We all want to be the sun in our own universe.   When I worked on a TV show, every niche of the production team believe himself the true creative force.  The network executives who bought the show considered it their own.  The writers felt that the words were based out of personal experience.  The actors ignored the writers and acted like the dialogue flew out of their mouths through osmosis.  The advertisers saw the show as a vehicle to sell their products.

The mind is powerful, and distorts reality, usually putting yourself in the starring role.  So, yes, I was geeky back then, as can be seen in that caricature, but despite what anyone might have thought at the time, I considered myself quite cool, even if I was still trying to figure out how to ask a girl out on a date, something that has never quite been resolved.

The question remains:  what is the real reality — how I view myself now, how you might view me, or how I actually viewed myself at the time?

Another Myth Busted

Revenge of the Nerds

Revenge of the Nerds

In print and in movies, I frequently encounter the cliche about the nerdy kid, beaten up in elementary school, who grows up to become a phenomenally-successful entrepreneur.  Of course, he’s not really happy because he’s a jerk now, still having the insatiable need to humiliate his former bullies.
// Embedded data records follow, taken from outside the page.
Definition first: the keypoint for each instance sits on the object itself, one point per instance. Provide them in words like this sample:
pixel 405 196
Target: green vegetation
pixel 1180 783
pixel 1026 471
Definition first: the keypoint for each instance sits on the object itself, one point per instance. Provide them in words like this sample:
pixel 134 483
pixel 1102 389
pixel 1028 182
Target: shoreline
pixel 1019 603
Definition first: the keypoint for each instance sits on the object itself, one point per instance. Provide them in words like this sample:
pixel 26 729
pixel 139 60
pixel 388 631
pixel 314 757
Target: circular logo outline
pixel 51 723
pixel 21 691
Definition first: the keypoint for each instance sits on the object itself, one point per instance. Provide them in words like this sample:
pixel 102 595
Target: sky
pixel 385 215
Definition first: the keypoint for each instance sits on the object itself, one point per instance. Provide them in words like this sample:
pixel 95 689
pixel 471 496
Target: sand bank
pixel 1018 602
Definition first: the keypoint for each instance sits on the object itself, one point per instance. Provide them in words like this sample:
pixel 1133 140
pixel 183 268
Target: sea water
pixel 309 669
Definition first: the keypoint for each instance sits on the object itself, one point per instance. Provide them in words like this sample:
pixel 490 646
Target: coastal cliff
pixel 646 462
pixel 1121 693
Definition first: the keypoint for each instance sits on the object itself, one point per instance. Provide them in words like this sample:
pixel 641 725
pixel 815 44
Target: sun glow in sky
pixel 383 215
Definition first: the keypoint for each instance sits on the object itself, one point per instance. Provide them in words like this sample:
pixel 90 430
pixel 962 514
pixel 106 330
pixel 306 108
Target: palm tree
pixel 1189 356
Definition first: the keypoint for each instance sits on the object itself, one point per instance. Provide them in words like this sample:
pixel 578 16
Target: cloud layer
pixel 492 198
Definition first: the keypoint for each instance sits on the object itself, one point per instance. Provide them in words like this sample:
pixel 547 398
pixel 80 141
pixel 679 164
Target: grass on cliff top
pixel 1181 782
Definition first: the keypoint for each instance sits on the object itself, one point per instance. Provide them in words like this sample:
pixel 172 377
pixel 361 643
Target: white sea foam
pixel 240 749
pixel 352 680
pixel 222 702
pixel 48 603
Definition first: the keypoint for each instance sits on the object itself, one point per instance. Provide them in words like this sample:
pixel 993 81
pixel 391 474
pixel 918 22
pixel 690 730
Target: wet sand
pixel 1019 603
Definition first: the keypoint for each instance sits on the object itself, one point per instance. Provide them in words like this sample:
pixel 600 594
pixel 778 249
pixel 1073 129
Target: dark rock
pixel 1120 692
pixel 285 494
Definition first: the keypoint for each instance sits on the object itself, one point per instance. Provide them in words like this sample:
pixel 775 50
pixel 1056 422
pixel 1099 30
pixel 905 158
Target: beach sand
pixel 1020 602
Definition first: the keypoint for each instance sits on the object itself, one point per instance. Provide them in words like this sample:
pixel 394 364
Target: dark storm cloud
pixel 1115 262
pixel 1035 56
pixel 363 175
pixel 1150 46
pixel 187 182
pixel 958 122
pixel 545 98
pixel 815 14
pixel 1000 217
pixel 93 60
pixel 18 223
To put this myth to rest, I have my friend H here, who is visiting from New York. We went to school together. H was beaten up all the time by bullies.

Me: H, are you very successful now?

H:   No.

Me:   If you could, would you seek revenge on these bullies?

H:  Maybe.  (SIGHING)  But what can you do?

Me:  Have you ever encountered any of these bullies since elementary school?

H:  No…well, actually, indirectly I do know something about one of them.  He went to Queens College, became a teacher, and now he teaches my cousin’s son’s second grade class in Tucson.   How ironic is that?

M:  How does that make you feel?

H:  Good.  At least I know that asshole makes less money than I do.

M:  Here’s what teachers make in Tucson.

H:  (strong curse)

Another myth busted.   Not all nerdy kids beaten up in elementary school grow up to become successful entrepreneurs.